How GPT-4 helps me refactor old code

Gilad Hoshmand
7 min readJun 8, 2023

--

Following my last story How ChatGPT writes tests for me — let’s see some more practical use for GPT-4, this time — refactoring old code.

Let’s dive deeper into GPT-4 capabilities

Refactoring

Refactoring techniques, tools & methodologies are a whole domain — I’m not going to attempt to explain or describe this world. If you are needing an intro I do recommend finding solid, thorough reads about it.
I once took a very interesting course in university about “Proving Code Correctness” which in part elaborated excellently on different refactoring practices.

Today I show how GPT-4 can be a great assistance in different refactoring scenarios.

Refactoring existing code

Scenario: you need to refactor/modify some code that was written years ago by someone who’s not around anymore, things start off nicely, you reduce number of lines, cleanup, you’re happy.
Then as you gain some confidence — things start to break, tests appear flaky, you start to lose your mind.

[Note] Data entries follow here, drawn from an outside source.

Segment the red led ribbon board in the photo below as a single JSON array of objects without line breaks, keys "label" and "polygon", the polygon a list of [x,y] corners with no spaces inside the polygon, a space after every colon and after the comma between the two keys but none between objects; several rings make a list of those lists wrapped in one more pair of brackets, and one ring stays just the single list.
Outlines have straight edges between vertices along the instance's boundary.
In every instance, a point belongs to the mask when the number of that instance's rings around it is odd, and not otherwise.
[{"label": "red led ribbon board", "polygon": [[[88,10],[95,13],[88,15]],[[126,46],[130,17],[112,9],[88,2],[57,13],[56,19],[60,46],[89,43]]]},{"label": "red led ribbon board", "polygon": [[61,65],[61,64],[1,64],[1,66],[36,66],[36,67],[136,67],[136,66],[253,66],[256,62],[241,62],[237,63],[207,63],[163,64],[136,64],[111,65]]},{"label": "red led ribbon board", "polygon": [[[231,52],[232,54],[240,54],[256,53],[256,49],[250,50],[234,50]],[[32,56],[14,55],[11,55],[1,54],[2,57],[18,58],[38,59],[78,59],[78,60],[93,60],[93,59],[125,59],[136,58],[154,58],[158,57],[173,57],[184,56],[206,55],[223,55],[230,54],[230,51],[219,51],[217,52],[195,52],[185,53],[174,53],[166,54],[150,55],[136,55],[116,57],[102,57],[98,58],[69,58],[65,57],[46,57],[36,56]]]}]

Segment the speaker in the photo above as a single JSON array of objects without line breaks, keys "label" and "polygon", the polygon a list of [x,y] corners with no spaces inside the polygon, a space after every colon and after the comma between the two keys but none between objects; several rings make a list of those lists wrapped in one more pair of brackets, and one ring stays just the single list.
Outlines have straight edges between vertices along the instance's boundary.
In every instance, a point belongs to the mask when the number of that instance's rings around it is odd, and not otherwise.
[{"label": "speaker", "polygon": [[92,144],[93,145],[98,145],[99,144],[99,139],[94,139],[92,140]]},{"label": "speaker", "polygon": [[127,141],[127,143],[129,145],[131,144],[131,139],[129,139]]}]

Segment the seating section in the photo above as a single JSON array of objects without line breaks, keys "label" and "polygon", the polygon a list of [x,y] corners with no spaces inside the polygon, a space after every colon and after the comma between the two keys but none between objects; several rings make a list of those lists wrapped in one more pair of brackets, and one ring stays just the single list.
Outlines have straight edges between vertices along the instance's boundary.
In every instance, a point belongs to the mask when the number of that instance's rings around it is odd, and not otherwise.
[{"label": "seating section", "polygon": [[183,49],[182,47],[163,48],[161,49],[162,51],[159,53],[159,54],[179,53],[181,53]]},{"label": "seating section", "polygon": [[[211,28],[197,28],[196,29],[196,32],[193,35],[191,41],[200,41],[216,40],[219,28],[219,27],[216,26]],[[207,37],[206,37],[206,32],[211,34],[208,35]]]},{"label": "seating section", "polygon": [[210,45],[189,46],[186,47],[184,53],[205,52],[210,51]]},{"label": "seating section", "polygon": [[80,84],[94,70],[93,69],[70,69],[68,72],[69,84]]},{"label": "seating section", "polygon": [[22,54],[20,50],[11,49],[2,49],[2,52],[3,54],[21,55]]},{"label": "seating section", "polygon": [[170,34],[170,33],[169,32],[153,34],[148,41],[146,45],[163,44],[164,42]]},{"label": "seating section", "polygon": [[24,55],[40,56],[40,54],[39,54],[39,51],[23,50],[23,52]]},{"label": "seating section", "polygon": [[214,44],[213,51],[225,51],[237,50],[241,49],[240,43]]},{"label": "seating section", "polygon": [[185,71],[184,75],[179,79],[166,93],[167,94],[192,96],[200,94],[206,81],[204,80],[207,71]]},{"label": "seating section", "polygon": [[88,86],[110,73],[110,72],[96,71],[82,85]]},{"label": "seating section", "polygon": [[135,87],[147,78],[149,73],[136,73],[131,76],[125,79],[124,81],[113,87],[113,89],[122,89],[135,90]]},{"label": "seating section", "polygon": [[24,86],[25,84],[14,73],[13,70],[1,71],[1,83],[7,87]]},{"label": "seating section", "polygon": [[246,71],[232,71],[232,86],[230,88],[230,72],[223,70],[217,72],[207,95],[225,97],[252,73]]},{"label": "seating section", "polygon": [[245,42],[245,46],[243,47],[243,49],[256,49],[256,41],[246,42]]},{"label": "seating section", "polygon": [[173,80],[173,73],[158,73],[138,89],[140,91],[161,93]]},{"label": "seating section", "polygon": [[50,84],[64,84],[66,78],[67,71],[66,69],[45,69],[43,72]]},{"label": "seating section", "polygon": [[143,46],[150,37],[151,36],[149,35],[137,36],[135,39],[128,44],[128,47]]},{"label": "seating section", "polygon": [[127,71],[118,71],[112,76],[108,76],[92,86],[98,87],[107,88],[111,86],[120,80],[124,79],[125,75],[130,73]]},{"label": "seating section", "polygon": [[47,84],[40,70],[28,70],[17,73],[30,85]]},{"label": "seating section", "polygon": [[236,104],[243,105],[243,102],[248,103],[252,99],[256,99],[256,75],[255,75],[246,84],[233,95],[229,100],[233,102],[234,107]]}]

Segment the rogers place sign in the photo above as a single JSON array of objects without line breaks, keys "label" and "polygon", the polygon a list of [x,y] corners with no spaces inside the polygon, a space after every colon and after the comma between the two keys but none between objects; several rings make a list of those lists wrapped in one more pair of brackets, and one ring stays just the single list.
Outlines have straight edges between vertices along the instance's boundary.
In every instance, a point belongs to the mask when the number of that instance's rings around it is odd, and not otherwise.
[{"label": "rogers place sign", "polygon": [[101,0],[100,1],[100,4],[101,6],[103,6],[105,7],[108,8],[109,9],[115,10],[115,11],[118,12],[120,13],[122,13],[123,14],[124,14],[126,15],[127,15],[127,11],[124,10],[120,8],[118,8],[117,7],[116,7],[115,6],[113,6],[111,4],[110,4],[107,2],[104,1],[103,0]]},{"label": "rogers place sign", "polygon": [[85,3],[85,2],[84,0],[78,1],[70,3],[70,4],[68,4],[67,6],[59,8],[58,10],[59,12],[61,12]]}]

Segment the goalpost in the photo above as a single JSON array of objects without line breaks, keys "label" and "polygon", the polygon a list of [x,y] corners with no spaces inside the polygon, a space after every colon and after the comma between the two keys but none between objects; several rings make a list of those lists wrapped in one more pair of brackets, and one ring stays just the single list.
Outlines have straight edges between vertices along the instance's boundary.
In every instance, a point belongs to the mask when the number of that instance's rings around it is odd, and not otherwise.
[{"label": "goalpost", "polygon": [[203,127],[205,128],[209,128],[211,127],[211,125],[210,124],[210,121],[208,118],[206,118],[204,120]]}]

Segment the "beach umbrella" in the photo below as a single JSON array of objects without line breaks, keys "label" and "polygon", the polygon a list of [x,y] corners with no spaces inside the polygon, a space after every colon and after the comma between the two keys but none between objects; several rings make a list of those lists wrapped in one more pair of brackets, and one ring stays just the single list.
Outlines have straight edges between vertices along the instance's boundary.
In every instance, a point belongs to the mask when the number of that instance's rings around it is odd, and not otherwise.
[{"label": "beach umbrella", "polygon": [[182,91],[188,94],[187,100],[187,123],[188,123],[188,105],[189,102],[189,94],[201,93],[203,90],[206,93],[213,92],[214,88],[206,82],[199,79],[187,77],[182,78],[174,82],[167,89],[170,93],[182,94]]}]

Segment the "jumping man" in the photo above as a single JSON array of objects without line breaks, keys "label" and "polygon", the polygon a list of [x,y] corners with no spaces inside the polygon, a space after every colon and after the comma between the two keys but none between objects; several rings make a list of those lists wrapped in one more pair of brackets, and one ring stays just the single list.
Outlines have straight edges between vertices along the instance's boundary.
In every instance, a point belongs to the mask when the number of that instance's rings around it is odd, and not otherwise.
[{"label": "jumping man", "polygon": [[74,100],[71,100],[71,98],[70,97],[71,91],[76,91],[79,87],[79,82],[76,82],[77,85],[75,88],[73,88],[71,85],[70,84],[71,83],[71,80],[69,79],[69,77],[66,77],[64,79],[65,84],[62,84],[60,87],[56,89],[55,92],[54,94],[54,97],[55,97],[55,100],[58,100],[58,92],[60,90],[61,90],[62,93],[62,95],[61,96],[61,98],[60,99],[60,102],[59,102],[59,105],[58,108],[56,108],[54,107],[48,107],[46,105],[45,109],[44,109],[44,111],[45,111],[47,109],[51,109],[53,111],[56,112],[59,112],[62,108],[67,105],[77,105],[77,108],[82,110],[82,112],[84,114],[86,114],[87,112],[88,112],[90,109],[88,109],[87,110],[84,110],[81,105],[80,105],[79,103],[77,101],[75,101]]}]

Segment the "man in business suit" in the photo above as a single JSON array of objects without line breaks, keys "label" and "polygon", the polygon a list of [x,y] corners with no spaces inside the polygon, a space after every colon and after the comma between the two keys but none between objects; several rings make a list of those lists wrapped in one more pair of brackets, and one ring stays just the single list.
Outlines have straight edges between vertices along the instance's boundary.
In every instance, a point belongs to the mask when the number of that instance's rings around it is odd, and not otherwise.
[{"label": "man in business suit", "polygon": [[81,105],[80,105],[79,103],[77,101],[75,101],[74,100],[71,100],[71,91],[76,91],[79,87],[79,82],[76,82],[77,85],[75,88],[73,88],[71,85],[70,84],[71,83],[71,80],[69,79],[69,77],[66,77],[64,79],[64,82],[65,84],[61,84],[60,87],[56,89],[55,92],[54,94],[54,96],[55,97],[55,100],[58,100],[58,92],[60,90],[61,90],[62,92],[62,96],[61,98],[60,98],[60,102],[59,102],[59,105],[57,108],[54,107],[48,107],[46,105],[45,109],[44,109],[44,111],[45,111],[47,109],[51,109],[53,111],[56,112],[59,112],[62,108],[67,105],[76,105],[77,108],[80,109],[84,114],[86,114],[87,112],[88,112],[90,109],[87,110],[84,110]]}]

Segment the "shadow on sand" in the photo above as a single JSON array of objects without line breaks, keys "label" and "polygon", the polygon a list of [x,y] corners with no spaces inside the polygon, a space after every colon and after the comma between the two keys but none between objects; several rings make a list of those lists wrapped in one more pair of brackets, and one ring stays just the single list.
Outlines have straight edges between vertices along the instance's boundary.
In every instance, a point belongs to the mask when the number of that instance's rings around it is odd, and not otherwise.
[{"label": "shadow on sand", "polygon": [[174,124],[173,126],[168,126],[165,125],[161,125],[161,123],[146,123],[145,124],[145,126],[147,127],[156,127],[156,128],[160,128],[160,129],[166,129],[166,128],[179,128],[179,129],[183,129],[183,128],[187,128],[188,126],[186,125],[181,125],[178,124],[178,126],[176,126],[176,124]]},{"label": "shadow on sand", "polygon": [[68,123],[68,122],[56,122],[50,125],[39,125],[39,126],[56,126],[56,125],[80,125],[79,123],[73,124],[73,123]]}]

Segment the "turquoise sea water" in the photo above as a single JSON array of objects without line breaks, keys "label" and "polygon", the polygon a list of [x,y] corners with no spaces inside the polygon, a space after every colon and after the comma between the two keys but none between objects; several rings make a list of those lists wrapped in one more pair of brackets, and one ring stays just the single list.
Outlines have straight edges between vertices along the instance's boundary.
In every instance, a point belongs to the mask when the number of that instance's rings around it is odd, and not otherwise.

Next you devise a plan on how to sell the Let’s throw this code in the garbage option.

It’s definitely one of these

Secret option #3: Refactor with AI at your side — how would I have loved to have this tool in previous projects I worked on!

Note: Tests are a must for this scenario — make sure they exist and are up to date covering all code branches.

Check out the example:

ME: simplify and add j-doc to the following code

checkPermission: function (check, item, user) {
var ans;
var access = check.permissions.filter(function (permission) {
return compareShareUser(permission.user, user.id);
});
if (access && access.length > 0) {
if (!(access[0].exclude && access[0].exclude.indexOf(item._id.toString()) >= 0)) {
ans = check;
}
}
return ans;
}

Again — the subtleties (ie. let vs. const) & style are up to you but this is much much better. The J Docs are so clear! It interpreted the terrible names and explained what actually are in simple words.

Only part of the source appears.